Je trouve que les jeudis n’ont aucun intérêt et aucune allure.
En temps de confinement, c’est un jour triste et silencieux, et hors confinement, c’est là que l’on a le plus de chances de subir la vulgarité bruyante des étudiants qui s’inventent une existence sociale, entretenant le lustre graisseux de leur peau ingrate à grandes rasades de bière insipide et de Marie Brizard bon marché.
Alors pour ce #JeuDivision, intéressons-nous au contraste frappant que Ian Curtis incarne.
L’image que l’on a de Ian Curtis est globalement l’antithèse totale du jeune étudiant sociable et insouciant, à cause de ce qu’il a laissé à travers Joy Division et de son suicide. On le voit comme l’archétype parfait de l’artiste maudit.

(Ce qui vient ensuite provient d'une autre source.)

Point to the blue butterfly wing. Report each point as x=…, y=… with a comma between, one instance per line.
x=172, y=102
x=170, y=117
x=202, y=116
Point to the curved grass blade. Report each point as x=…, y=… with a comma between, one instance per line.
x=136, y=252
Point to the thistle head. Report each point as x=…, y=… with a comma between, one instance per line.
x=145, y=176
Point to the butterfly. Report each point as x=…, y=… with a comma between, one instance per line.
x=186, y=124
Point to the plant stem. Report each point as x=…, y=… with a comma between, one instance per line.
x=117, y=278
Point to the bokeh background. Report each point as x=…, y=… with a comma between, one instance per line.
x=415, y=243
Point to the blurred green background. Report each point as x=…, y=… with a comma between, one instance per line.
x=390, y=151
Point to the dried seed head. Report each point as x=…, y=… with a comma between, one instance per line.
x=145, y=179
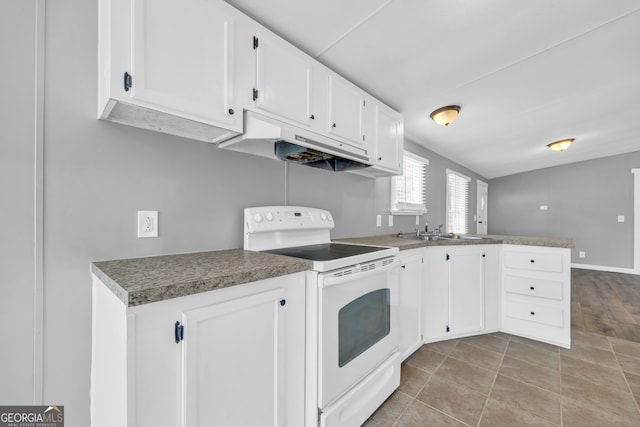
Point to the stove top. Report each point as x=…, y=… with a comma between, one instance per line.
x=326, y=251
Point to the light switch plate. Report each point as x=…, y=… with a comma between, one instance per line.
x=147, y=224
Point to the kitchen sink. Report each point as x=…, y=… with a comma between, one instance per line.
x=423, y=237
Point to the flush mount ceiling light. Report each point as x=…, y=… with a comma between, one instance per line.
x=561, y=145
x=445, y=115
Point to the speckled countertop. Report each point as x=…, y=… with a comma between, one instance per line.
x=404, y=244
x=144, y=280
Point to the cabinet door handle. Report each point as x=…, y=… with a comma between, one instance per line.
x=127, y=82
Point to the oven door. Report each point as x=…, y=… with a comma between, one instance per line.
x=358, y=327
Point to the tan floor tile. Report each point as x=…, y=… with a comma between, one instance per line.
x=412, y=379
x=420, y=415
x=391, y=409
x=625, y=347
x=537, y=375
x=425, y=359
x=497, y=414
x=634, y=382
x=459, y=402
x=539, y=345
x=488, y=342
x=443, y=347
x=629, y=364
x=579, y=414
x=527, y=398
x=466, y=375
x=590, y=339
x=477, y=356
x=595, y=373
x=531, y=354
x=604, y=398
x=591, y=354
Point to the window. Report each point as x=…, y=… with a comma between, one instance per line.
x=457, y=202
x=408, y=191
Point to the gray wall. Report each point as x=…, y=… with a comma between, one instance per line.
x=17, y=206
x=98, y=174
x=584, y=202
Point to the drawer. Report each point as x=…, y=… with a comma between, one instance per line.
x=533, y=287
x=550, y=262
x=535, y=313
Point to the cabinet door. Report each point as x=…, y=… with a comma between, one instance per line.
x=388, y=141
x=410, y=330
x=283, y=79
x=233, y=362
x=181, y=60
x=346, y=105
x=435, y=295
x=466, y=290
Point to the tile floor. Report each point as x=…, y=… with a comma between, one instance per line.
x=503, y=380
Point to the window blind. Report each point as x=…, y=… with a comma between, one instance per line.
x=457, y=202
x=408, y=191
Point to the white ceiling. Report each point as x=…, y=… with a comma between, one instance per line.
x=525, y=73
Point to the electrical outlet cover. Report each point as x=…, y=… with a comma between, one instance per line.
x=147, y=224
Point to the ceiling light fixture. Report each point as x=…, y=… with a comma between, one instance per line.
x=445, y=115
x=561, y=145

Pourtant d’après ses proches, c’était en privé un jeune homme avenant, sympathique, plein d’humour et toujours d’une politesse désarmante. Il était déjà marié et père de famille à même pas vingt-cinq ans, il n’avait donc pas tout le loisir à sortir et s’enjailler autant que ses compères. A quelqu’un qui l’aurait rencontré en ignorant totalement l’existence de Joy Division, Ian aurait paru un garçon discret, sérieux mais sociable, sans histoire.

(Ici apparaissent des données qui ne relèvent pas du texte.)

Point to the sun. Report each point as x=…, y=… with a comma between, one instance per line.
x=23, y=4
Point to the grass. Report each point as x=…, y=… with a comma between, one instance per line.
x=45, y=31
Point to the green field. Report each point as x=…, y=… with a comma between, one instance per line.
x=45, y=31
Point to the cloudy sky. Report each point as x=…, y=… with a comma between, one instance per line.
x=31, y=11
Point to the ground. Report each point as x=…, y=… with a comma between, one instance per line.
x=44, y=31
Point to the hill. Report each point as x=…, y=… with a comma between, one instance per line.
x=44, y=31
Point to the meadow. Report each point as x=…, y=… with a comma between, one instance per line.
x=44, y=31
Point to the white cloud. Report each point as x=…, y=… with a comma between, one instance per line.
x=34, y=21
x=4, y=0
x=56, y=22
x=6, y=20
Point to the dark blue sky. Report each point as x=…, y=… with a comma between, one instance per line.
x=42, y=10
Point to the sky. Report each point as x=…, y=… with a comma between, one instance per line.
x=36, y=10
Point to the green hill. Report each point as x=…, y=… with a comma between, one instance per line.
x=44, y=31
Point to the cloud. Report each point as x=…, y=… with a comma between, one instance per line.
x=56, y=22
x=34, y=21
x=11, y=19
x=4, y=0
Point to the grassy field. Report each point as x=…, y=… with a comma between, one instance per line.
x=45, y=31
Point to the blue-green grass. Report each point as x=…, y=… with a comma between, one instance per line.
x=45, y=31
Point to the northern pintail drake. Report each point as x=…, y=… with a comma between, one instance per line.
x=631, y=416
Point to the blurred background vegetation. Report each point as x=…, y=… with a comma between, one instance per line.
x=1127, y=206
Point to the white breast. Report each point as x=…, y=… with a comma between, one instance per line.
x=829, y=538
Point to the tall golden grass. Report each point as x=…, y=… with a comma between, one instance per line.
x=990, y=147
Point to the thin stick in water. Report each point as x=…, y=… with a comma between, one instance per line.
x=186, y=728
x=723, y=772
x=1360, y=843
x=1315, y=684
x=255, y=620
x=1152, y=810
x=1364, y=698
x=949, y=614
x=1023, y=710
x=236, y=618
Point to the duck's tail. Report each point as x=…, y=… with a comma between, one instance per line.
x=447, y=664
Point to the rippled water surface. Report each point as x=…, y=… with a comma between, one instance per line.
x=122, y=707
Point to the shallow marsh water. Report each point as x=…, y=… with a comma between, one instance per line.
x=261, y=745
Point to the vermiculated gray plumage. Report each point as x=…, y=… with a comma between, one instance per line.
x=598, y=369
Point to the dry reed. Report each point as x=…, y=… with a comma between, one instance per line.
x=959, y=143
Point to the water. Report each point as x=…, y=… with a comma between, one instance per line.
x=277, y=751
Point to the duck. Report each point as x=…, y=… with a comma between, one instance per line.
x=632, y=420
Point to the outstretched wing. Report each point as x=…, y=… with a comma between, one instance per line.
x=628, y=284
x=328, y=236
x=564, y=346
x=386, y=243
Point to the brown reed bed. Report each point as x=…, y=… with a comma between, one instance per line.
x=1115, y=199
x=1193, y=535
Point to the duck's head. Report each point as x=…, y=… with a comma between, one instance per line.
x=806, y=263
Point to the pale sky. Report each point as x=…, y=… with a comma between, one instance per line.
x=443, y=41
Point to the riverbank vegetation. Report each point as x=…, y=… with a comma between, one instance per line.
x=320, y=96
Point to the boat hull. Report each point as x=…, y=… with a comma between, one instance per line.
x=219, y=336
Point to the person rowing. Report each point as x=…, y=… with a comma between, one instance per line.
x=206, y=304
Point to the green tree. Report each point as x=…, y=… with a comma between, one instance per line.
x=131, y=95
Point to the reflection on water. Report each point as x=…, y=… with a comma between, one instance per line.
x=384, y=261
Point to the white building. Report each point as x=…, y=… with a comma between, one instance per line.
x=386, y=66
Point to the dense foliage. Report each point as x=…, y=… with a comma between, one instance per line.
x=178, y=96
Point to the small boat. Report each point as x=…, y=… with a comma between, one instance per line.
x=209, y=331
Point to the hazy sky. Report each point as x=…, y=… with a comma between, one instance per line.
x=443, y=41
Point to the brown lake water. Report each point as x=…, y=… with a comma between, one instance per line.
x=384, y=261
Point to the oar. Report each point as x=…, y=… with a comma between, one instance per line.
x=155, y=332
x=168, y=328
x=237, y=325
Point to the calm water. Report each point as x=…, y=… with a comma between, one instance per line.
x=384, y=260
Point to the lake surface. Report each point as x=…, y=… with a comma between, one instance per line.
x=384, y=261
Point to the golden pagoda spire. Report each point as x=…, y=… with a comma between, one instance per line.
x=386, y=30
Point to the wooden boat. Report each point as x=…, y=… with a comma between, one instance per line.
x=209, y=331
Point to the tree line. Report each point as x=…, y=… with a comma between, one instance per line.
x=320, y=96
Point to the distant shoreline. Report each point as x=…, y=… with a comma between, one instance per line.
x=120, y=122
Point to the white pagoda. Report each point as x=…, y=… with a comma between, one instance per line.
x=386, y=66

Et pourtant regardez-moi cet espèce d’alien sur scène. Ses yeux clairs complètement hagards, ce regard tendre et perdu et le corps pris de tremblements dans cette immonde chemise satinée, comme s’il mourait de trac – et c’était probablement le cas. Un gamin. Raide comme une saillie, blanc comme un cierge de Pâques, et puis qui balbutie :
Confusion in her eyes that says it all.
She’s lost control.
And she’s clinging to the nearest passer by,
She’s lost control.
Et c’est parti pour les gesticulations. Entre Hooky et Barney qui sont plus statiques que des automates en fin de vie, la célèbre danse de Ian Curtis fait sensation et dégage une ambiance bizarre, décalée. Sans aucun rapport avec le rythme de la musique et pourtant fusionnel avec celle-ci. D’après les chroniqueurs qui ont pu le voir en vrai, cette performance était totalement hypnotisante. Il etait clair pour à peu près tout le monde que dans le Joy Division qui commençait à faire parler de lui, Ian Curtis était le leader, et la Star. Parce que hors scène c’était un type calme et plein d’esprit, et sur scène il se métamorphosait et subjuguait son auditoire de sa pure aura. Aura qui n’avait rien à voir avec son épilepsie chronique, qui a commencé à se développer après les premiers succès du groupe.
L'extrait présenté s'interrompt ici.